Segundo o delegado, com o depoimento de Clésio Andrade fica faltando apenas um mandado de condução coercitiva para ser cumprido, sobre uma pessoa em Brasília. Não há nenhuma outra medida contra Andrade até o momento.
– Não existe nenhuma outra cautelar, a não ser essa de condução coercitiva. O que foi feito é uma solicitação de indisponibilidade de bens, que não foi apreciada ainda pelo Ministério Público e pelo Poder Judiciário. Aguardamos ainda a decisão sobre a medida para que esses bens não desapareçam – disse a autoridade policial.
Segundo a polícia, o desvio de dinheiro ocorreu por meio de pagamentos elevados de gratificações a integrantes da diretoria e de contratações fraudulentas de serviços de autônomos. Parte desses recursos podem ter seguido para campanhas eleitorais, segundo policiais que investigam o caso. A Controladoria-Geral da União (CGU) constatou que os rendimentos e patrimônios das integrantes da diretoria do Sest/Senat são incompatíveis com os salários pagos. A justificativa apresentada pela direção da CNT é que o elevado valor recebido anualmente pelas diretoras deve-se ao pagamento de gratificações. A outra forma de desvio são serviços de fachada, contratados por valores superfaturados a pessoas com ligações na diretoria. Em muitos casos, os serviços sequer foram prestados.

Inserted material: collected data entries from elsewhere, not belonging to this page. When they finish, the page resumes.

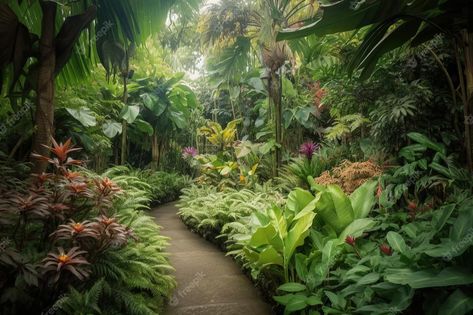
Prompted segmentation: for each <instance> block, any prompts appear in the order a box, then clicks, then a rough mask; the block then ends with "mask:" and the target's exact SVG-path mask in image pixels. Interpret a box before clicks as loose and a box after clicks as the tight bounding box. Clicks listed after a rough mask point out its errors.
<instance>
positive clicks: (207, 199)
mask: <svg viewBox="0 0 473 315" xmlns="http://www.w3.org/2000/svg"><path fill="white" fill-rule="evenodd" d="M259 190H260V191H257V192H254V191H251V190H248V189H242V190H233V189H227V190H225V191H221V192H219V191H217V190H216V188H214V187H212V186H203V187H198V186H192V187H190V188H186V189H184V190H183V195H182V196H181V199H180V201H179V203H178V207H179V215H180V217H181V219H182V220H183V221H184V223H185V224H186V225H188V226H189V227H190V228H191V229H193V230H195V231H197V232H198V233H199V234H201V235H203V236H204V237H205V238H207V239H209V240H213V241H215V240H216V237H217V236H219V235H221V234H222V233H223V232H224V230H223V227H224V226H226V227H225V233H229V232H230V229H232V230H233V229H238V228H243V227H244V225H241V226H239V227H237V226H236V225H233V223H235V222H237V221H238V220H239V219H240V218H242V217H246V216H248V215H250V214H251V213H253V212H255V211H258V209H260V208H266V207H267V206H269V205H271V204H272V203H276V204H280V203H281V202H282V200H283V198H282V196H281V195H280V194H279V193H278V192H275V191H272V190H271V188H270V187H266V188H265V187H261V188H260V189H259ZM230 225H231V226H230ZM218 241H219V243H220V244H223V243H224V242H225V237H224V239H219V240H218Z"/></svg>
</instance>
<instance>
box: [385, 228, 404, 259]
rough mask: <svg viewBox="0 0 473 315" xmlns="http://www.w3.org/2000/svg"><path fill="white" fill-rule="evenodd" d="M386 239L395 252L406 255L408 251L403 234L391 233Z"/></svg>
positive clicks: (389, 232) (387, 234) (386, 237)
mask: <svg viewBox="0 0 473 315" xmlns="http://www.w3.org/2000/svg"><path fill="white" fill-rule="evenodd" d="M386 239H387V241H388V243H389V245H390V246H391V247H392V248H393V249H394V251H396V252H398V253H401V254H404V253H406V251H407V250H408V247H407V245H406V242H405V241H404V238H402V236H401V234H399V233H397V232H394V231H389V232H388V234H387V235H386Z"/></svg>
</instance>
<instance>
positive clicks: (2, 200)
mask: <svg viewBox="0 0 473 315" xmlns="http://www.w3.org/2000/svg"><path fill="white" fill-rule="evenodd" d="M49 149H50V150H51V152H52V153H53V155H54V156H53V157H52V158H47V157H43V156H37V158H41V159H43V158H44V159H47V160H48V162H49V163H50V164H51V165H52V170H53V171H52V172H51V173H43V174H41V175H38V176H36V177H32V178H31V180H29V181H28V183H27V182H20V183H19V182H18V180H17V179H15V177H13V176H12V175H14V174H15V171H14V169H12V168H10V169H9V172H8V173H9V174H11V175H7V176H9V178H10V179H9V180H7V181H6V182H5V184H4V185H3V186H2V201H1V206H0V210H1V217H0V218H1V220H0V224H1V225H2V230H1V237H2V248H1V252H0V270H1V273H2V283H1V286H2V289H1V292H2V302H1V303H2V314H18V313H23V312H28V313H30V314H32V313H33V312H37V313H38V314H39V313H41V312H49V310H51V309H54V310H55V311H57V310H62V311H64V312H65V313H67V314H76V313H77V312H80V313H88V314H99V313H102V312H107V313H126V314H155V313H156V312H159V311H160V309H161V308H162V307H163V305H164V302H165V301H166V298H167V297H168V296H169V294H170V292H171V290H172V289H173V287H174V285H175V283H174V280H173V278H172V277H171V276H170V275H169V272H170V271H171V270H172V267H171V266H170V265H169V262H168V260H167V257H166V256H165V255H164V254H163V250H164V249H165V247H166V246H167V239H166V238H164V237H162V236H160V235H159V227H158V226H157V225H156V224H155V223H154V221H153V219H151V218H150V217H148V216H147V215H145V214H143V212H142V210H144V209H147V207H148V204H149V197H148V193H147V192H146V191H145V190H143V188H144V187H146V186H147V184H146V183H144V182H142V181H141V180H140V179H138V178H136V177H132V176H117V177H114V176H113V174H109V175H111V178H109V177H106V176H99V175H97V174H94V173H92V172H90V171H87V170H84V169H81V168H78V169H76V170H72V169H71V168H73V167H74V166H75V165H79V164H81V163H82V162H81V161H79V160H75V159H72V158H71V157H70V153H72V152H74V151H77V150H79V149H78V148H74V147H73V146H72V145H71V141H70V140H68V141H66V142H65V143H59V144H58V143H56V142H55V141H53V147H51V148H49ZM4 167H5V168H7V166H4ZM76 167H77V166H76ZM7 169H8V168H7ZM8 173H7V174H8ZM20 175H21V174H20ZM12 184H14V185H12ZM33 305H34V307H33Z"/></svg>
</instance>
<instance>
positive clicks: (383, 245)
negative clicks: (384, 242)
mask: <svg viewBox="0 0 473 315" xmlns="http://www.w3.org/2000/svg"><path fill="white" fill-rule="evenodd" d="M379 250H380V251H381V252H382V253H383V254H385V255H388V256H391V255H392V254H393V250H392V249H391V247H389V245H386V244H381V245H379Z"/></svg>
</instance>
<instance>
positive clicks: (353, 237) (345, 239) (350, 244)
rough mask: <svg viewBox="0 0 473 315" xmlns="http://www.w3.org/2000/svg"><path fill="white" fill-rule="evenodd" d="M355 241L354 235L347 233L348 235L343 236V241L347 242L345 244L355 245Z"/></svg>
mask: <svg viewBox="0 0 473 315" xmlns="http://www.w3.org/2000/svg"><path fill="white" fill-rule="evenodd" d="M355 242H356V238H354V237H353V236H351V235H348V236H347V237H346V238H345V243H347V244H348V245H350V246H355Z"/></svg>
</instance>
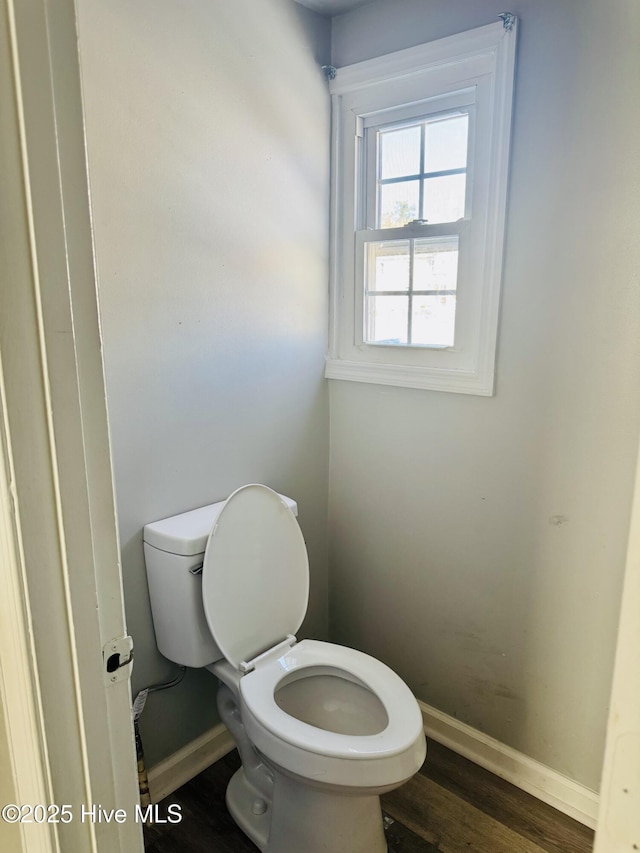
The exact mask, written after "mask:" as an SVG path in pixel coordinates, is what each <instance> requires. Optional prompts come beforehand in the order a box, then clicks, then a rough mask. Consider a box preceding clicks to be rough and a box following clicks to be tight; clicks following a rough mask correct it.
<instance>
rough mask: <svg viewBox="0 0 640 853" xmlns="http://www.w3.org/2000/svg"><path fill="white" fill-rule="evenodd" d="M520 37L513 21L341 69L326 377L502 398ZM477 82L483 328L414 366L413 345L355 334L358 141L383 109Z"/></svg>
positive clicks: (332, 233) (356, 285) (482, 327)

Na operação, a polícia cumpriu 21 mandados de busca e apreensão, em Brasília e Minas Gerais. Inicialmente, foi presa Maria Pantoja, diretora executiva do Sest/Senat entre 1995 e 2013, que hoje trabalha em outra instituição vinculada à CNT. Também foram detidas Ilmara Chaves, coordenadora de Administração; Anamary Socha, assessora especial da Diretoria Executiva; e Jardel Soares, coordenadora de Contabilidade. Conforme a Polícia Civil do Distrito Federal, entre 25 e 30 pessoas podem estar envolvidas no esquema. Na operação, foram apreendidos 16 veículos, entre eles alguns carros de luxo, e dois cofres.

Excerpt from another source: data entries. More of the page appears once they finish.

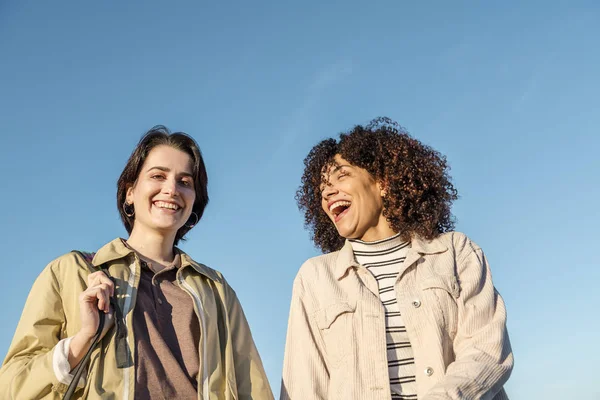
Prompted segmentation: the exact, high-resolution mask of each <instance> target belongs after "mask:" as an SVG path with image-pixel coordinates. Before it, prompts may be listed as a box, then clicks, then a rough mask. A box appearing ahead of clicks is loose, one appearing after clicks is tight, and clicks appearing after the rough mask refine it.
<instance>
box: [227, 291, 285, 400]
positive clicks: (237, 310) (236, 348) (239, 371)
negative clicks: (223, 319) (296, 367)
mask: <svg viewBox="0 0 600 400" xmlns="http://www.w3.org/2000/svg"><path fill="white" fill-rule="evenodd" d="M226 287H227V288H228V289H229V290H228V291H229V294H228V296H227V299H228V300H227V303H228V315H229V324H230V328H231V340H232V343H231V345H232V348H233V360H234V364H235V378H236V383H237V392H238V399H239V400H271V399H274V397H273V392H272V391H271V386H270V385H269V381H268V379H267V374H266V373H265V370H264V368H263V365H262V361H261V359H260V355H259V354H258V350H257V349H256V345H255V344H254V340H253V339H252V334H251V332H250V326H249V325H248V321H247V320H246V316H245V315H244V311H243V310H242V306H241V304H240V302H239V300H238V298H237V295H236V294H235V291H234V290H233V289H231V287H229V286H228V285H227V284H226Z"/></svg>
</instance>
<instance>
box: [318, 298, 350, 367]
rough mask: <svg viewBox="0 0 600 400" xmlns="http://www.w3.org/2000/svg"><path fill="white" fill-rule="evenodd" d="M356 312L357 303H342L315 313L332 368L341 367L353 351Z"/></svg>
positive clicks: (328, 305) (325, 347)
mask: <svg viewBox="0 0 600 400" xmlns="http://www.w3.org/2000/svg"><path fill="white" fill-rule="evenodd" d="M355 310H356V303H354V304H351V303H348V302H344V301H340V302H336V303H333V304H330V305H328V306H327V307H325V308H323V309H322V310H320V311H317V312H316V313H315V320H316V323H317V326H318V327H319V330H320V331H321V336H322V337H323V341H324V342H325V352H326V354H327V359H328V361H329V362H328V364H330V366H331V367H334V368H335V367H339V366H340V365H341V364H342V363H343V361H344V359H345V358H346V357H347V356H348V355H349V354H350V353H351V351H352V345H353V341H354V326H353V325H354V312H355Z"/></svg>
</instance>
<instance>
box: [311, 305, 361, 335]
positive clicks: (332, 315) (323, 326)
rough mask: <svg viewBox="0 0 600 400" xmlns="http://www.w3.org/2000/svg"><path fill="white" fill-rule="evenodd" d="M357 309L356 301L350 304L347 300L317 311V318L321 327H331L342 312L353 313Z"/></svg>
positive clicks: (316, 318)
mask: <svg viewBox="0 0 600 400" xmlns="http://www.w3.org/2000/svg"><path fill="white" fill-rule="evenodd" d="M354 310H356V303H355V304H350V303H348V302H345V301H340V302H337V303H333V304H330V305H328V306H326V307H325V308H324V309H322V310H320V311H317V313H316V314H315V320H316V322H317V326H318V327H319V329H329V327H331V324H333V323H334V322H335V320H336V319H337V318H338V317H339V316H340V315H342V314H345V313H353V312H354Z"/></svg>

O fato de Andrade ser um político influente no Estado de Aécio Neves, ainda que nas sombras, desde o seu envolvimento com o conhecido ‘mensalão tucano’ e a renúncia ao mandato no dia 15 de Julho último, leva o eleitor a desconfiar do discurso moralista tucano e, como lembrou o professor Antonio Lassance: “Quem diria? Depois de ter acusado a candidata Luciana Genro (PSOL) de ser ‘linha auxiliar’ do PT (‘uma ova’, respondeu Genro, na lata), quem ficou a meio caminho de se tornar linha auxiliar de alguém é o próprio Aécio”.